【9.11】20年目の「新事実」テロ実行犯の2人は愛し合っていた
DYING TOGETHER
2001年9月11日、ユナイテッド航空175便は世界貿易センターのツインタワー南棟に真っすぐ突っ込んだ CNN/GETTY IMAGES
<本誌の取材で明らかになった衝撃の事実。あの日、ホワイトハウスはなぜ助かったのか。実は、標的のツインタワーは1棟だけだった。両棟に激突した2機を操縦するテロリスト2人は「一緒に死にたかったのだ」――>
アメリカ本土で同時多発テロが起きた2001年9月11日から20年。あの日の出来事については緻密な捜査が積み上げられてきたが、まだ分からないことが多い。
そもそも旅客機4機をハイジャックした男たちの素顔が見えない。彼らが分担した役割は分かっている。

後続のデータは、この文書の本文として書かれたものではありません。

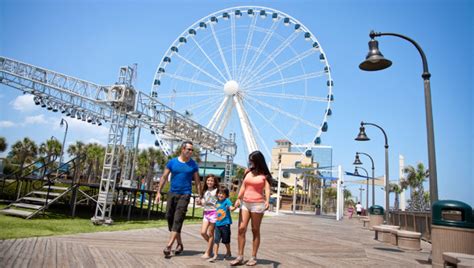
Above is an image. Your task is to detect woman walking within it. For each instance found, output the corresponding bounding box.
[231,151,272,266]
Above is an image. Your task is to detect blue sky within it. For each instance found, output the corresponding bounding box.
[0,0,472,207]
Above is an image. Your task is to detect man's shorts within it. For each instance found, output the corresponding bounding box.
[203,210,217,223]
[166,193,190,233]
[241,201,266,213]
[214,224,231,244]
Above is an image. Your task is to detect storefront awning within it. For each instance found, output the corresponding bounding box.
[199,167,224,178]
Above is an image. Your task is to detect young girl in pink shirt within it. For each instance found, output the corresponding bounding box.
[200,174,219,259]
[232,151,272,266]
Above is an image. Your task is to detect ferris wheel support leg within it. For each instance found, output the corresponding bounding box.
[91,110,127,225]
[207,95,230,131]
[216,101,234,135]
[233,95,258,153]
[224,134,236,189]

だが、テロリストである前にどんな人間だったのかは知られていない。
ある意味、それはタブーだった。
テロリストにも人間の顔があったと信じ、動機を理解しようとすれば、どこかで彼らの行為を正当化し、許すことにつながりかねないからだ。
しかし彼らの生きざまに光を当てると、あの日に関する重大な謎の答えが見えてきた。
実を言うと、国際テロ組織アルカイダがあの日、世界貿易センター(WTC)のツインタワーに突っ込ませようと計画していたのは1機だけだった。
しかし現実には2機が、北棟と南棟に連続して突っ込んだ。結果、南棟も北棟も倒壊した。その代わりホワイトハウスは救われた。
彼らは何を考えていたのか。私はずっとそれが知りたかった。そして取材の過程で、CIAによる尋問の書き起こし原稿と被疑者たちに関する報告書を入手できた。
そこには実行計画の立案者とされ、今なおキューバにあるグアンタナモ米軍基地に収容されているハリド・シェイク・モハメドの供述もあった。
モハメドの供述書そのものを見た人はごくわずかだ。機密事項が含まれているし、拷問その他の問題もあるので、ずっと封印されてきた。
モハメドの供述は、米国内における多数のテロ計画を未然に防ぎ、危険人物を特定するのに役立った。
だが9.11テロ実行犯の人物像を解明する目的では吟味されていなかった。
本来の標的は4つだった
モハメドが繰り返し述べたところによれば、アルカイダはアメリカの軍事と政治、そして金融のシンボルを標的としていた。具体的には国防総省とホワイトハウス、そして商都ニューヨークを象徴する世界貿易センターだ。
だが首領のウサマ・ビンラディンは連邦議会議事堂も標的に加えた。議会こそ宿敵イスラエルの仲間と思えたからだ。
モハメドの供述調書に、ツインタワーの両棟に2機を激突させる計画だったとの記述はない。むしろ彼は、2機の激突に驚いたと語っている。
それだけではない。
実行犯のリーダー格でアメリカン航空11便をツインタワー北棟に激突させたモハメド・アタと、ユナイテッド航空175便の操縦桿を握って南棟に突っ込んだマルワン・アルシェヒは一緒に死にたかったのだ、とも語っている。